According to a new study, gender prototypes influence the way people perceive and react to sexual harassment toward women. The study found that sexual harassment claims are perceived as less credible and the acts as less harmful when the victims are non-prototypical women compared to women with more feminine features. The findings were published in the Journal of Personality and Social Psychology.
Recent movements like the #MeToo campaign have brought national attention to the widespread prevalence of sexual harassment. While the initiative certainly brought awareness to the cause, some have criticized the movement for focusing on victims who fit within stereotypical female norms, while ignoring those who do not.
Past studies suggest that women with less feminine physical characteristics and attributes are often ignored and discredited by society. Researcher Jin X. Goh and his colleagues stress that accurately recognizing sexual harassment and identifying these acts as harmful is essential to resolving allegations and attending to the civil rights of victims. A series of 11 studies led by Goh aimed to explore whether sexual harassment against non-prototypical women would be judged as less credible and less harmful than sexual harassment against prototypical women.
First, a series of five experiments assessed participants’ mental representations of female victims of sexual harassment. A first study had participants either read about a woman who had been groped by her boss (sexual harassment condition) or who had been bumped into by her boss (control condition). After reading the text, the subjects were asked to draw their mental representation of the female character. The researchers found that drawings of the woman who had been sexually harassed were more prototypically feminine than drawings of the nonharassed woman.
Four further experiments replicated this effect. This time, from a series of photos, subjects consistently chose women who were more stereotypically female to represent the sexual harassment victim. “Five experiments provided converging evidence that people mentally represent sexual harassment targets as prototypical women,” the researchers highlight. “This was consistent across a variety of manifestations of sexual harassment, including unwanted sexual attention, advances, and gender harassment.”
Next, the researchers found evidence to suggest that these mental representations influence the way people perceive incidents that may or may not constitute sexual harassment. In four separate studies, subjects read about a woman who experienced an ambiguous incident at work that could potentially be seen as sexual harassment (e.g., a superior complimenting a woman’s appearance and asking her if she is still with her boyfriend).

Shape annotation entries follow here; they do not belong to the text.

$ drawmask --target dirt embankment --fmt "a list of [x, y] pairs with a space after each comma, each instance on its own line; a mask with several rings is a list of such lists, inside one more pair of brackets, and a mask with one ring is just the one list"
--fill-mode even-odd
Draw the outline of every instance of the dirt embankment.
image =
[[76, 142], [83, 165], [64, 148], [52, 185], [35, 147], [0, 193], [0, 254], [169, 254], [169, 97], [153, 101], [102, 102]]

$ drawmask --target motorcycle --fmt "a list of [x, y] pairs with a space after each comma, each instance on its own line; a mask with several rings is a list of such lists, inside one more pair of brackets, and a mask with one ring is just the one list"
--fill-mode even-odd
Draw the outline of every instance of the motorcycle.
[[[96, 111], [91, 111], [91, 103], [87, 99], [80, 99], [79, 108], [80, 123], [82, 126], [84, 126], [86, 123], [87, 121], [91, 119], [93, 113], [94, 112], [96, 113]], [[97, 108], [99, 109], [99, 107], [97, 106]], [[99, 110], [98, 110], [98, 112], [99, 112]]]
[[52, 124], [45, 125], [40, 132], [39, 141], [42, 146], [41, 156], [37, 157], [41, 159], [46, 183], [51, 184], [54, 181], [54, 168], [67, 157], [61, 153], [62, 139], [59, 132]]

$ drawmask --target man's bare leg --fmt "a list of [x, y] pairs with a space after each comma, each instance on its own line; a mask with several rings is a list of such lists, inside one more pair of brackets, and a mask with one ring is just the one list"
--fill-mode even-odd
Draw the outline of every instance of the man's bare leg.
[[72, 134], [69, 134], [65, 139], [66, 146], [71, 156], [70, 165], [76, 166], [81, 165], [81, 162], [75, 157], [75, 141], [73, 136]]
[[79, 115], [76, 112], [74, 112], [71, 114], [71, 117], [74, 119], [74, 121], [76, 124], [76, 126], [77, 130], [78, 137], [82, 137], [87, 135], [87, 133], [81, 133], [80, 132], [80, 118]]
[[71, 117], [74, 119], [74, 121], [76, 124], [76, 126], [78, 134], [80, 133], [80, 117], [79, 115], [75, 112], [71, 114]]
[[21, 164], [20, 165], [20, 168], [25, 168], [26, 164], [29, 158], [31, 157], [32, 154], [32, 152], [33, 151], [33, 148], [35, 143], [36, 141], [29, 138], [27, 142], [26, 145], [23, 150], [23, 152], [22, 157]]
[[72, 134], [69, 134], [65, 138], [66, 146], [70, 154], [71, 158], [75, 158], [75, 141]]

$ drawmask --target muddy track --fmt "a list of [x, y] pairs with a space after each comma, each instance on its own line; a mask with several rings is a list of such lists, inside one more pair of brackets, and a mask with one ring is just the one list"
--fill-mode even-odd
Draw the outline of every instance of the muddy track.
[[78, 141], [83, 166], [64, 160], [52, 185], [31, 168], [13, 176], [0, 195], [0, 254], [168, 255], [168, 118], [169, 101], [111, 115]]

The researchers found that even when the scenarios were identical, participants were more likely to construe an incident as sexual harassment when the target was depicted with prototypically female attributes.
“We theorize that perceiving a potentially harassing behavior as sexual harassment requires connecting the behavior to the prototypical group representation of women (Major et al., 2002),” Goh and colleagues discuss. “As such, when targets of harassment deviate from the image of prototypical women, people may have greater difficulty associating the targets with harassment and are therefore less likely to perceive that nonprototypical targets have experienced harassment.”
These findings are disconcerting, the researchers say, because determining that sexual harassment has occurred is a crucial first step in reporting the harassment, holding the perpetrator accountable, and supporting the victim.
In two final experiments, the researchers found that participants judged the sexual harassment claims of non-prototypical women as less credible and their harassment experiences as less harmful compared to those of prototypical women. In one of the studies, participants even suggested more lax recommendations for how the perpetrator should be punished when the target was a nonstereotypical woman.
The researchers point to the impact of this obstacle faced by nonstereotypical women. “Importantly, our results also suggest that even when nonprototypical women overcome this barrier, are perceived as credible, and reach an investigative body or jury, nonprototypicality can then bias perceptions of the harm victims have endured.” Goh and his colleagues express that this is particularly worrying given that studies suggest that women with less prototypical features are more likely to be victims of sexual harassment.
They say that furthering the understanding of these biases will be a crucial step in helping all female victims of sexual harassment receive the civil rights protections and appropriate resolutions they deserve.
The study, “Narrow Prototypes and Neglected Victims: Understanding Perceptions of Sexual Harassment”, was authored by Jin X. Goh, Bryn Bandt-Law, Nathan N. Cheek, Stacey Sinclair, and Cheryl R. Kaiser.